Jordi Monés, M.D., Ph.D
Jordi Monés, M.D., Ph.D, Barcelona, Spain says that while telemedicine could play an enhanced role to play in the future, it has limitations and should not be seen as a panacea to relieving scheduling backlogs.
“We really need to see patients in person to determine if they have an issue. It was okay to use video consultations for the crisis period but I don’t think it is sustainable unless you can conduct an OCT and other exams and can make a real judgment on their condition. It is too risky otherwise.”
The COVID-19 pandemic offers ophthalmologists a chance to re-evaluate the way they run their practices and treat their patients more efficiently in the longer term, he said.
Speaking during a special webinar organised by the Intravitreal Expert Group, Dr Monés, Director of the Macula and Retina Institute, Barcelona, Spain, said that the profession needs to be proactive in adapting to an evolving situation.
“This is a good chance for us to optimise a lot of our procedures and to revisit our way of doing things and make changes where necessary. We also need to work on education and marketing to encourage our patients to overcome their anxiety around COVID-19 and seek treatment. Otherwise we will have a lot of visual casualties that could have been prevented,” he said.
There are several key challenges ahead, said Dr Monés.

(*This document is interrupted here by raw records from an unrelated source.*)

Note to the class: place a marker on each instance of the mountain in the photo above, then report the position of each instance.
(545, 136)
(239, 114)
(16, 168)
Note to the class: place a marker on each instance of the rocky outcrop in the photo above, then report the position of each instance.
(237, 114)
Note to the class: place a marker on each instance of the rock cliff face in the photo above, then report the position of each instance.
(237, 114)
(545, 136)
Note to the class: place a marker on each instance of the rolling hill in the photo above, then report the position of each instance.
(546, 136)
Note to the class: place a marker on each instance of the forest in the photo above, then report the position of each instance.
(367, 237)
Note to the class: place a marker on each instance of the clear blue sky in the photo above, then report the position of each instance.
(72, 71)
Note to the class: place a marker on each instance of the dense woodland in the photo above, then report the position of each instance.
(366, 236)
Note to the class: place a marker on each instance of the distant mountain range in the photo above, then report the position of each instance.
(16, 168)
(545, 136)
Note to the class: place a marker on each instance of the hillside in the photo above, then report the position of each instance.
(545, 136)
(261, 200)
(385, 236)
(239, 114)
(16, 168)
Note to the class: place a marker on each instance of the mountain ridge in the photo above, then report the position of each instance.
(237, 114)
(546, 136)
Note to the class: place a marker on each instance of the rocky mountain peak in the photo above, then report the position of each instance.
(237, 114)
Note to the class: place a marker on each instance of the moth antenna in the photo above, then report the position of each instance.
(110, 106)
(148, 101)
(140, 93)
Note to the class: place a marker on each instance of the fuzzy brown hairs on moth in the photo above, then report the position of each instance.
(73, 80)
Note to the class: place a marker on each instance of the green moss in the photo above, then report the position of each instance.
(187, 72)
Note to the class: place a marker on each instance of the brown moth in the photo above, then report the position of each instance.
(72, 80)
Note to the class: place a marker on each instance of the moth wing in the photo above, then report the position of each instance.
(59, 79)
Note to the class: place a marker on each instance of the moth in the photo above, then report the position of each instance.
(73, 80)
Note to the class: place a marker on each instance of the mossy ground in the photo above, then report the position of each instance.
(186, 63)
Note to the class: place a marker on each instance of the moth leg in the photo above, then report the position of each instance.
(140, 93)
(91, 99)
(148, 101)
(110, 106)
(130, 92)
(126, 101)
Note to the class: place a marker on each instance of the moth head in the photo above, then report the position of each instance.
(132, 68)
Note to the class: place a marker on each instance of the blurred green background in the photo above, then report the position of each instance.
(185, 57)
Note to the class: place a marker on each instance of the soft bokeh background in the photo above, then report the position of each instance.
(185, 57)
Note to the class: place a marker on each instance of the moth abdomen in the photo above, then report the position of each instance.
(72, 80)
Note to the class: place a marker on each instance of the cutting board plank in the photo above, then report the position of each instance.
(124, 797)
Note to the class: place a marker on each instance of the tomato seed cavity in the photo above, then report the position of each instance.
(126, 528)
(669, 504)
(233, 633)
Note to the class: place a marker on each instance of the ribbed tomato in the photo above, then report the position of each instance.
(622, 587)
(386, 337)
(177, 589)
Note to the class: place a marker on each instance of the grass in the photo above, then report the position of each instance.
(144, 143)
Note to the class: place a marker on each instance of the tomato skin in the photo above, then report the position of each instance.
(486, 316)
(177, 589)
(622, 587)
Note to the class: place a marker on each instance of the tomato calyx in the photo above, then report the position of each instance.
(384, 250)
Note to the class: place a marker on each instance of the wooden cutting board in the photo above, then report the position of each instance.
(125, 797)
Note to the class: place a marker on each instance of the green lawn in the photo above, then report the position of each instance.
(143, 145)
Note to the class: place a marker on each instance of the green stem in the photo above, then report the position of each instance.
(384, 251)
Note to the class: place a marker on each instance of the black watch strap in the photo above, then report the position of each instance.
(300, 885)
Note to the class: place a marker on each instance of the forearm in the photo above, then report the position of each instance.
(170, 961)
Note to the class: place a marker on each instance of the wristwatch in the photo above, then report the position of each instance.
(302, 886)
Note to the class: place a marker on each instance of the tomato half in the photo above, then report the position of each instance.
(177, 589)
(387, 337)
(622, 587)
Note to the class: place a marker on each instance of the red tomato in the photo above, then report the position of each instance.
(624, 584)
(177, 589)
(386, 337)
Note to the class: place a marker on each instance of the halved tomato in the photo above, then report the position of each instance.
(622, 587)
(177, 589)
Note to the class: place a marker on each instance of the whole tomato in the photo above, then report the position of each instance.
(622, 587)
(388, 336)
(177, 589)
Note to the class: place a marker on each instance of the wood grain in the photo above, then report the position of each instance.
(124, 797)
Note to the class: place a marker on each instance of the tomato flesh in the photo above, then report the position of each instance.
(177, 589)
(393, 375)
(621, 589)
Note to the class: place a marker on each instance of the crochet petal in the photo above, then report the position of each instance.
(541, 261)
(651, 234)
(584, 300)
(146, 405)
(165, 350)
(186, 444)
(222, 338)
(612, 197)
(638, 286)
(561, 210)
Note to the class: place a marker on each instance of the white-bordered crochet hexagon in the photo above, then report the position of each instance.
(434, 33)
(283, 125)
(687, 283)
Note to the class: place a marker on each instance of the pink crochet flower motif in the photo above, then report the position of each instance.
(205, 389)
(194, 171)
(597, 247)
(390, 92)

“We need to organise our clinics so that every single detail from the time the patient arrives until they leave will be geared to preventing infection. The second thing will be to convince patients of all these measures to protect them and that they will be in an environment which is COVID free. We will also need to be much more efficient if we want to see the same number of patients as a result of all these measures being put in place to ensure their safety. We will need to be more productive and to make every moment count,” he said.
Dr Monés added that while flexibility and adaptation are important assets in the current crisis, ophthalmologists should be wary of introducing radical changes to their treatment protocols.
“What I would not like to do is to jeopardise our current good practices because of adapting too much to COVID-19. For example, we need to be careful about changing our patients’ injection schedules in the name of efficiency. We know that deferral of intravitreal injections of even a few weeks with certain types of retinal disease can lead to reactivation, so we need to be extremely careful and proceed on a case-by-case basis,” he said.
As one of the countries with the highest rates of infection and mortality from COVID-19, the response from the Spanish government was a very strict lockdown to flatten the curve, said Dr Monés.
“As a health centre we were not locked down by law because we were deemed an essential service. But because all the population was asked to stay home, we actually had no patients to treat. We had a dilemma what to do with our high-risk patients. Some colleagues advised not treating patients until they lose vision. However, I don’t think the virus justifies people losing vision,” he said.
Dr Monés and his staff drew up a crisis plan and studied all the patient charts to decide which patients should continue to receive treatment.
“That triage was a lot of responsibility because we were taking vulnerable people from their homes to administer treatment, but we considered that the risk of losing vision was worse than the risk of contracting COVID-19. We took extensive hygiene measures even before the authorities asked for it because we were very conscious that these patients were fragile and that we are in close proximity to them for treatment,” he said.